Last indexed: 13 February 2026 (50f4d4)

Tokenization

Overview

Tokenization is the lexical analysis phase of the query translation pipeline. It transforms a raw query string into a sequence of structured Token objects, each representing the smallest syntactic unit of the Galach query language. This phase precedes parsing and is responsible for recognizing language constructs through pattern matching.

The tokenization system consists of three primary components: the Tokenizer class that performs the tokenization algorithm, the TokenExtractor abstract class that defines recognition patterns, and the resulting TokenSequence value object. The system is designed to be resilient—when no valid token can be recognized at a position, a special BAILOUT token is created to allow processing to continue.

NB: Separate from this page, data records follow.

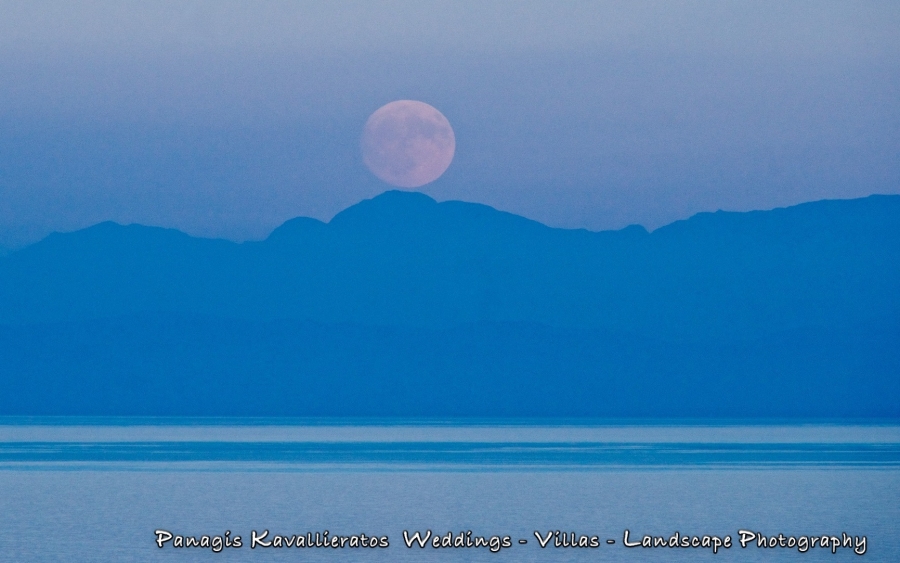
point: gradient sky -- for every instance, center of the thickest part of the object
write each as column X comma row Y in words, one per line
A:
column 226, row 118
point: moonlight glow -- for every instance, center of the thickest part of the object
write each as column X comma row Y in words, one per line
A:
column 408, row 143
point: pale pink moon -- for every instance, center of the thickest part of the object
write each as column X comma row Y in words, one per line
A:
column 408, row 143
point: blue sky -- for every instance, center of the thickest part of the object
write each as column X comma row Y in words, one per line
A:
column 226, row 118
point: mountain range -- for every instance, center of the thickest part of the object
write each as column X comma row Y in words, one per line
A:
column 402, row 306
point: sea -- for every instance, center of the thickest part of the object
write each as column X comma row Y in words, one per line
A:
column 167, row 489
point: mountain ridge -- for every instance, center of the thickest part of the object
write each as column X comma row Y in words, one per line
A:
column 790, row 312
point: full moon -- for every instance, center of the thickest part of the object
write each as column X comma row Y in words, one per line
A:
column 408, row 143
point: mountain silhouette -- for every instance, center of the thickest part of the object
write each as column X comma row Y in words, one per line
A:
column 402, row 306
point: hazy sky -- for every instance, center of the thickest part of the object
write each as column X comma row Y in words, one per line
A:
column 227, row 118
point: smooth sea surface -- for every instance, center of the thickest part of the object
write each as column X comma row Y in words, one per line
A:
column 98, row 489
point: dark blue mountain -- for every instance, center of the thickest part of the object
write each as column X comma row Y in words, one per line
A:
column 401, row 306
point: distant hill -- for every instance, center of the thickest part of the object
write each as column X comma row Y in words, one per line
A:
column 401, row 306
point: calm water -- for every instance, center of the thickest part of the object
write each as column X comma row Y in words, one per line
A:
column 97, row 490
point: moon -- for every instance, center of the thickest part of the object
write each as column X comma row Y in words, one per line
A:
column 408, row 143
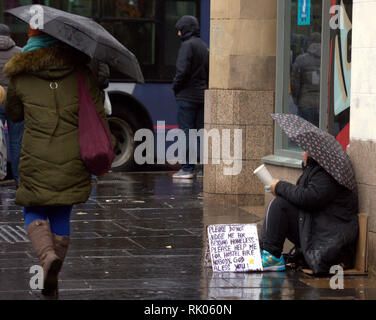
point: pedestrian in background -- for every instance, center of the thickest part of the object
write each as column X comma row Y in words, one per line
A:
column 2, row 95
column 190, row 82
column 8, row 48
column 43, row 91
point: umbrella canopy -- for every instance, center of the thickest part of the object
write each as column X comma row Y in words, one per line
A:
column 321, row 146
column 87, row 36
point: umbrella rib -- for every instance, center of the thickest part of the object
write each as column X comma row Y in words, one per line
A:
column 95, row 39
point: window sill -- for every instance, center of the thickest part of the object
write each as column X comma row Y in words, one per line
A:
column 282, row 161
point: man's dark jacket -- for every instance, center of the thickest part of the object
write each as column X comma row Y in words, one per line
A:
column 192, row 66
column 328, row 221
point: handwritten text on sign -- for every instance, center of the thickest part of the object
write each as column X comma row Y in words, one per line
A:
column 234, row 247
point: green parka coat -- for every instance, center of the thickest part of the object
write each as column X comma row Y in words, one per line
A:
column 43, row 91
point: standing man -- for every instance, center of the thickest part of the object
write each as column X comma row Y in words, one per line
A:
column 15, row 130
column 190, row 82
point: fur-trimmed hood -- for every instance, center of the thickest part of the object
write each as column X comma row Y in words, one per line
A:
column 47, row 63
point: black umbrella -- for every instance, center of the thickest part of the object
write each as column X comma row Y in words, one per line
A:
column 321, row 146
column 87, row 36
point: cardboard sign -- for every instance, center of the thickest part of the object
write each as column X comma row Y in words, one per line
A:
column 234, row 247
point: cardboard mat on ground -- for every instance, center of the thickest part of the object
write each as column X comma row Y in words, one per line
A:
column 233, row 248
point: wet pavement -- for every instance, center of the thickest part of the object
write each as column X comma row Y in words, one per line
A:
column 141, row 236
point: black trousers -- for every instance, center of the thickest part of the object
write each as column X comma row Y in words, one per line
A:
column 281, row 222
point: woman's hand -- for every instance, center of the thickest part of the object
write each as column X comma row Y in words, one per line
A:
column 273, row 185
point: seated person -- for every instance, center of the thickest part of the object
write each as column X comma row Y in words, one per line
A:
column 317, row 214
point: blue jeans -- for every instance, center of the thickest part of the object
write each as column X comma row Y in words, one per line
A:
column 15, row 134
column 190, row 116
column 58, row 217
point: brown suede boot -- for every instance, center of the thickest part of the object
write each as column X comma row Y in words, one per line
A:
column 41, row 238
column 61, row 244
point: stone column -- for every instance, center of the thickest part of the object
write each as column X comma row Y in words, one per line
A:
column 363, row 114
column 241, row 93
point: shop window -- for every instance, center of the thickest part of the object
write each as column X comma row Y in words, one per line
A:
column 313, row 67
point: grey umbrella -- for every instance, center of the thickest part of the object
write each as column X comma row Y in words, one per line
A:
column 87, row 36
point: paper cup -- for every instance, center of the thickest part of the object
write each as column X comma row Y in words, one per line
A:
column 263, row 174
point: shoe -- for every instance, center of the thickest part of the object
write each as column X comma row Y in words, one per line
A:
column 183, row 175
column 271, row 263
column 61, row 245
column 40, row 237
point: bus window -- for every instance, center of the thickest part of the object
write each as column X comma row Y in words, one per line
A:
column 87, row 8
column 130, row 9
column 138, row 37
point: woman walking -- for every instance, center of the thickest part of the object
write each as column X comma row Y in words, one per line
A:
column 43, row 91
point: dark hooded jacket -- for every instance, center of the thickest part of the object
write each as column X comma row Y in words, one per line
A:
column 305, row 78
column 7, row 50
column 328, row 221
column 43, row 91
column 192, row 66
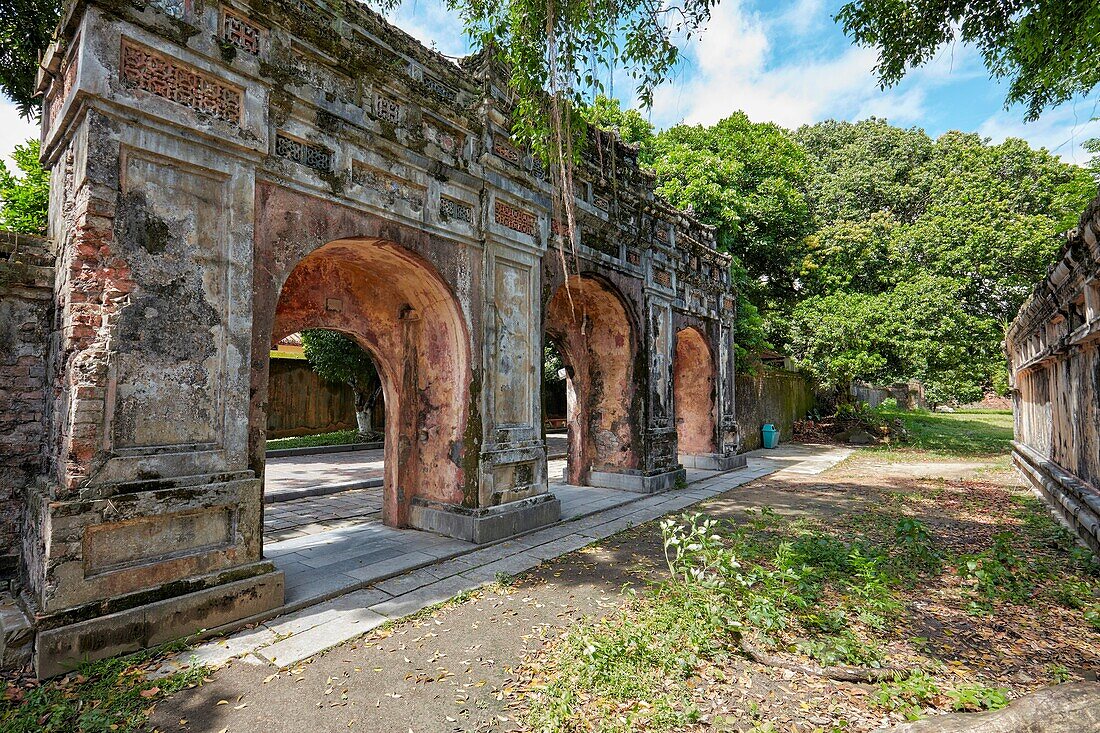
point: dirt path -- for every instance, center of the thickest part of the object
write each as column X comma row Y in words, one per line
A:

For details on the specific token types recognized by the system, see Token Types. For information on implementing custom token recognition, see Token Extractors. For the algorithmic details of the tokenization process, see Tokenization Process.

Sources: lib/Languages/Galach/README.md33-74

Component Architecture

The tokenization system follows a strategy pattern where the Tokenizer class delegates token recognition rules to a TokenExtractor implementation. This separation allows customization of the language syntax without modifying the tokenization algorithm.

Core Component Diagram

Key Components:

Component	Type	Role
`Tokenizer`	Final class	Orchestrates tokenization algorithm, marked final to prevent inheritance
`TokenExtractor`	Abstract class	Extension point for defining token recognition patterns via regex
`Full`	Concrete extractor	Supports complete Galach syntax including tags, users, domains
`Text`	Concrete extractor	Supports text-focused subset: words, phrases, groups, basic operators
`Token`	Value object	Immutable representation of a lexical unit with position and type
`TokenSequence`	Value object	Immutable collection of tokens produced by tokenization

Sources: lib/Languages/Galach/README.md66-72 lib/Languages/Galach/README.md255-261 lib/Languages/Galach/README.md422-426

Tokenization Flow

The tokenization process transforms a query string into a TokenSequence through pattern matching. The Tokenizer iterates through the input string, applying regular expressions provided by the TokenExtractor to identify and extract tokens sequentially.

Tokenization Process Flow

The algorithm ensures that no input is considered invalid. When no pattern matches at the current position (such as an unclosed phrase delimiter "), a single character is extracted as a BAILOUT token, allowing processing to continue. The parser will later ignore these tokens and apply corrections.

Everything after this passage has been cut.